Movie showing the amino acids (green balls) in TEM-1 that are tolerant to an amino acid deletion. The blue residue is the active site serine.

Structure, function and folding of novel intracellular subtilisin serine proteases

During the course of evolution, proteins with homologous structures have diverged to adapt their structure and function under a particular selection pressure but generally the folding pathway and mechanism has been conserved. But can the folding pathway itself be the subject of evolutionary pressure and can this in turn influence the functional properties of the protein?

We are interested in determining the properties of a novel class of intracellular subtilisin (ISP) serine proteases. The more commonly studied homologous extracellular subtilisins (ESPs) require a prodomain to act as molecular chaperone to fold the mature protein. The ISPs lack the prodomain and so fold via a different pathway to reach a native state structurally homologous to the ESPs. However, the ISPs are dimeric and they contain a 16-20 amino acid N-terminal extension that appears to be important for the structure and activity of the proteins. We will use the ISPs as a model system to understand how changes to the primary structure can affect not only protein function and structure but to also examine how such mutations can alter the folding pathway by which a native protein is reached.

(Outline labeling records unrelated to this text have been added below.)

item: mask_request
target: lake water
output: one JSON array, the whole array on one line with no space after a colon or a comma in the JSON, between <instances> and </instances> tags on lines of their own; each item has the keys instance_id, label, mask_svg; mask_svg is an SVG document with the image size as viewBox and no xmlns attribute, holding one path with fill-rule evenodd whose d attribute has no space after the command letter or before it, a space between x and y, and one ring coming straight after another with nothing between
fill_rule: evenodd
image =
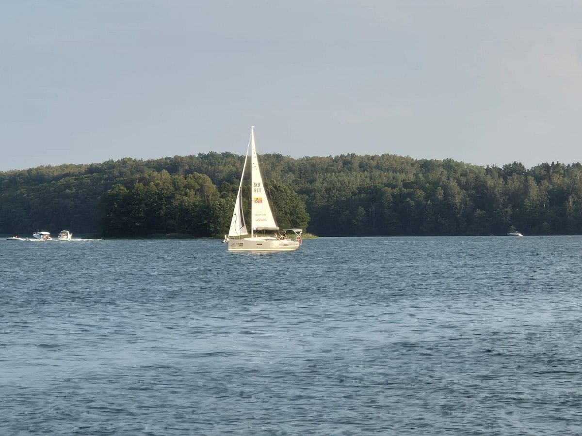
<instances>
[{"instance_id":1,"label":"lake water","mask_svg":"<svg viewBox=\"0 0 582 436\"><path fill-rule=\"evenodd\" d=\"M0 242L1 435L582 434L582 237Z\"/></svg>"}]
</instances>

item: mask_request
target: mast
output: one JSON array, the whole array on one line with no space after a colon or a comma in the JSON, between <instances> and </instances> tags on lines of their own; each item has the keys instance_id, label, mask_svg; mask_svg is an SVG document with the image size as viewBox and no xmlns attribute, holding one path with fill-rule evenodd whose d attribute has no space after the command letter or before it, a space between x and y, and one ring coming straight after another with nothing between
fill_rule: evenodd
<instances>
[{"instance_id":1,"label":"mast","mask_svg":"<svg viewBox=\"0 0 582 436\"><path fill-rule=\"evenodd\" d=\"M254 126L251 126L251 140L249 142L249 145L252 145L252 148L251 149L251 167L254 167L255 164L255 156L257 156L257 152L255 151L255 145L254 145ZM248 149L247 150L248 153ZM252 238L254 234L253 233L253 227L254 226L254 216L253 215L253 182L254 181L254 171L251 171L251 237ZM242 183L242 181L241 181Z\"/></svg>"},{"instance_id":2,"label":"mast","mask_svg":"<svg viewBox=\"0 0 582 436\"><path fill-rule=\"evenodd\" d=\"M251 126L251 237L254 230L278 230L259 167L254 126Z\"/></svg>"}]
</instances>

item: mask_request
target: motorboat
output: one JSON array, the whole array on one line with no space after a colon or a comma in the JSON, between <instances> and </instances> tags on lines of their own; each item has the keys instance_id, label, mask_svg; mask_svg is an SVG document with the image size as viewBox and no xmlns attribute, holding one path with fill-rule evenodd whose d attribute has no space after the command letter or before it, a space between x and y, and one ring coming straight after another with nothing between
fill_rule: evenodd
<instances>
[{"instance_id":1,"label":"motorboat","mask_svg":"<svg viewBox=\"0 0 582 436\"><path fill-rule=\"evenodd\" d=\"M58 241L70 241L73 238L73 234L68 230L61 230L57 237Z\"/></svg>"},{"instance_id":2,"label":"motorboat","mask_svg":"<svg viewBox=\"0 0 582 436\"><path fill-rule=\"evenodd\" d=\"M9 238L6 238L6 241L26 241L26 238L21 238L18 235L15 235L14 236L11 236Z\"/></svg>"},{"instance_id":3,"label":"motorboat","mask_svg":"<svg viewBox=\"0 0 582 436\"><path fill-rule=\"evenodd\" d=\"M244 222L243 210L242 186L244 169L249 159L249 150L251 151L251 223L250 237L242 237L249 234ZM230 220L228 234L225 235L223 242L226 242L229 251L294 251L301 245L300 228L288 229L295 235L293 238L288 236L286 230L279 231L273 212L269 203L269 198L265 192L265 186L261 175L259 162L255 145L254 126L251 127L251 135L247 146L247 152L243 165L239 191L235 202L235 209ZM290 235L290 234L289 234Z\"/></svg>"},{"instance_id":4,"label":"motorboat","mask_svg":"<svg viewBox=\"0 0 582 436\"><path fill-rule=\"evenodd\" d=\"M36 231L33 233L33 239L30 240L31 241L52 241L52 238L51 237L51 234L48 231Z\"/></svg>"}]
</instances>

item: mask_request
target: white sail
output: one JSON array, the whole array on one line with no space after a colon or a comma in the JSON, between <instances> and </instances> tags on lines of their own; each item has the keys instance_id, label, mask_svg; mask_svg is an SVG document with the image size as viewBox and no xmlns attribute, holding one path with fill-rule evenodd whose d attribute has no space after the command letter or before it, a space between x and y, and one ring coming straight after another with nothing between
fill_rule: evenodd
<instances>
[{"instance_id":1,"label":"white sail","mask_svg":"<svg viewBox=\"0 0 582 436\"><path fill-rule=\"evenodd\" d=\"M240 191L242 190L243 178L244 177L244 169L247 166L247 159L249 159L249 141L247 146L247 152L244 155L244 163L243 164L243 172L240 175L240 183L239 184L239 192L236 193L236 201L235 202L235 210L232 211L232 218L230 219L230 228L228 231L229 237L231 236L242 236L248 235L247 226L244 224L244 213L243 211L243 202L240 198Z\"/></svg>"},{"instance_id":2,"label":"white sail","mask_svg":"<svg viewBox=\"0 0 582 436\"><path fill-rule=\"evenodd\" d=\"M279 228L273 217L258 167L254 126L251 127L251 226L253 230L276 230Z\"/></svg>"},{"instance_id":3,"label":"white sail","mask_svg":"<svg viewBox=\"0 0 582 436\"><path fill-rule=\"evenodd\" d=\"M232 212L232 219L230 220L230 228L228 231L229 237L242 236L248 235L247 226L244 224L244 215L243 213L243 204L240 201L240 189L236 195L236 201L235 202L235 210Z\"/></svg>"}]
</instances>

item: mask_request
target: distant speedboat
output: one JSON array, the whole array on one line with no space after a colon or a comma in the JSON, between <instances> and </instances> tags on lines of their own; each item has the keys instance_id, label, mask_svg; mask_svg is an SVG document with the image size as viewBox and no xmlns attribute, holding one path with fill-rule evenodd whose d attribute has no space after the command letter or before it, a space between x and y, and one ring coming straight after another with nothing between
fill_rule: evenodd
<instances>
[{"instance_id":1,"label":"distant speedboat","mask_svg":"<svg viewBox=\"0 0 582 436\"><path fill-rule=\"evenodd\" d=\"M73 238L73 234L68 230L61 230L57 237L57 241L70 241Z\"/></svg>"},{"instance_id":2,"label":"distant speedboat","mask_svg":"<svg viewBox=\"0 0 582 436\"><path fill-rule=\"evenodd\" d=\"M36 231L33 233L33 238L37 241L52 241L51 234L48 231ZM33 241L33 240L30 240Z\"/></svg>"},{"instance_id":3,"label":"distant speedboat","mask_svg":"<svg viewBox=\"0 0 582 436\"><path fill-rule=\"evenodd\" d=\"M24 238L21 238L18 235L15 235L15 236L12 236L10 238L6 238L6 241L26 241Z\"/></svg>"},{"instance_id":4,"label":"distant speedboat","mask_svg":"<svg viewBox=\"0 0 582 436\"><path fill-rule=\"evenodd\" d=\"M523 236L519 231L512 231L510 233L508 233L508 236Z\"/></svg>"}]
</instances>

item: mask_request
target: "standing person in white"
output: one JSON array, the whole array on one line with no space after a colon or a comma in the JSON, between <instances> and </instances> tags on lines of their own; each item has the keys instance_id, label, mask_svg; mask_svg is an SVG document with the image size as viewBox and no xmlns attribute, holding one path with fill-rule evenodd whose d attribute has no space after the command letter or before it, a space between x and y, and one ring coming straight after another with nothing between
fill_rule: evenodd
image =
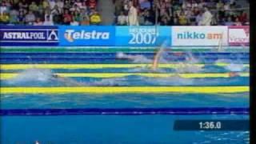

Primary structure differences between extracellular and intracellular subtilisin serine proteases.

Technology developments – transposon-based methods for directed evolution

We have also developed a range of transposon-based technologies that can be used to insert or delete multiples of three nucleotides resulting in the in-frame deletion or insertion of amino acids at random positions in a protein. Indel mutations will alter the structure and hence function of protein in ways not accessible to substitution mutations alone thus expanding the sequence space that can be sampled by directed evolution. We have also extended these methods to allow the replacement of one trinucleotide sequence with another either predetermined or random (e.g. NNN) sequence. This will allow directed evolution to perform a “scanning mutagenesis” function and overcome the “codon bias” problems inherent with existing directed evolution methods. The transposon-based method has also been used to recombine two normally disparate, non-homologous proteins, so creating novel chimeric proteins.